Depuis l’effondrement du dollar américain observé l’an dernier lors du « Jour de la Libération », les niveaux de couverture contre le risque de change sont devenus un indicateur particulièrement surveillé par les marchés. En avril 2025, le faible niveau de couverture des investisseurs face au risque de change avait notamment été considéré comme l’un des facteurs ayant amplifié la forte baisse du billet vert.
Aujourd’hui, plusieurs indicateurs suggèrent que les ratios de couverture du dollar sont de nouveau proches de niveaux historiquement faibles. Une situation qui pourrait rendre les investisseurs particulièrement sensibles à un éventuel retournement du marché des changes.

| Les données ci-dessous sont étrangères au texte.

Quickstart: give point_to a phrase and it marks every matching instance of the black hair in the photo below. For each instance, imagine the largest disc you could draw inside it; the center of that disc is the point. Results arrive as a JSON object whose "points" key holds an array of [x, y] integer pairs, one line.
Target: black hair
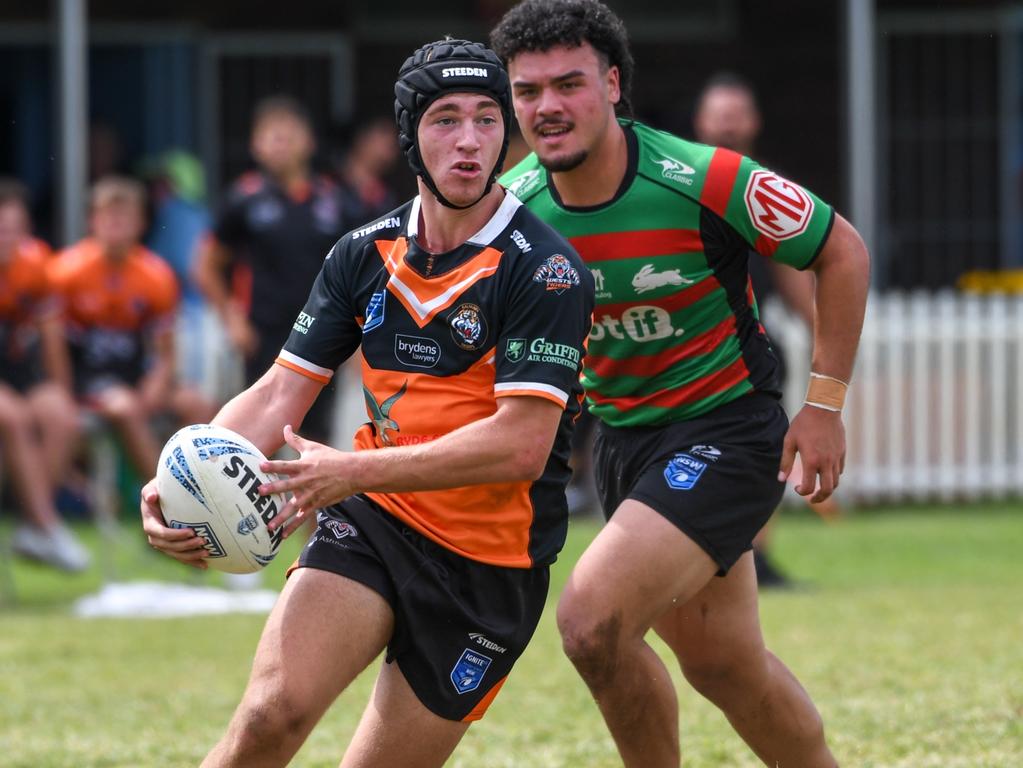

La décision du président américain Donald Trump de lancer une offensive militaire contre l’Iran à la fin du mois de février a provoqué une vague d’achats de dollars américains. Le contexte énergétique a notamment favorisé les États-Unis, considérés comme mieux positionnés que l’Europe et l’Asie face aux perturbations potentielles de l’approvisionnement énergétique.
Le billet vert a ensuite bénéficié d’un nouvel élan en juin, alors que les marchés anticipaient un changement à la tête de la Réserve fédérale américaine et une politique monétaire davantage axée sur la lutte contre l’inflation.
Cet regain d’optimisme autour du dollar semble également avoir influencé les investisseurs institutionnels européens. Certaines estimations indiquent que les taux de couverture de change des investissements américains détenus par les fonds européens seraient retombés à leurs niveaux les plus faibles depuis février 2025.
Les données utilisées dans le graphique ci-dessous proviennent de la banque centrale du Danemark et permettent d’observer les ratios de couverture du risque de change du secteur danois des assurances et des fonds de pension. Même si ces chiffres ne représentent qu’une partie du vaste marché européen des investisseurs institutionnels, ils ont relativement bien reflété les mouvements observés en mars et avril 2025.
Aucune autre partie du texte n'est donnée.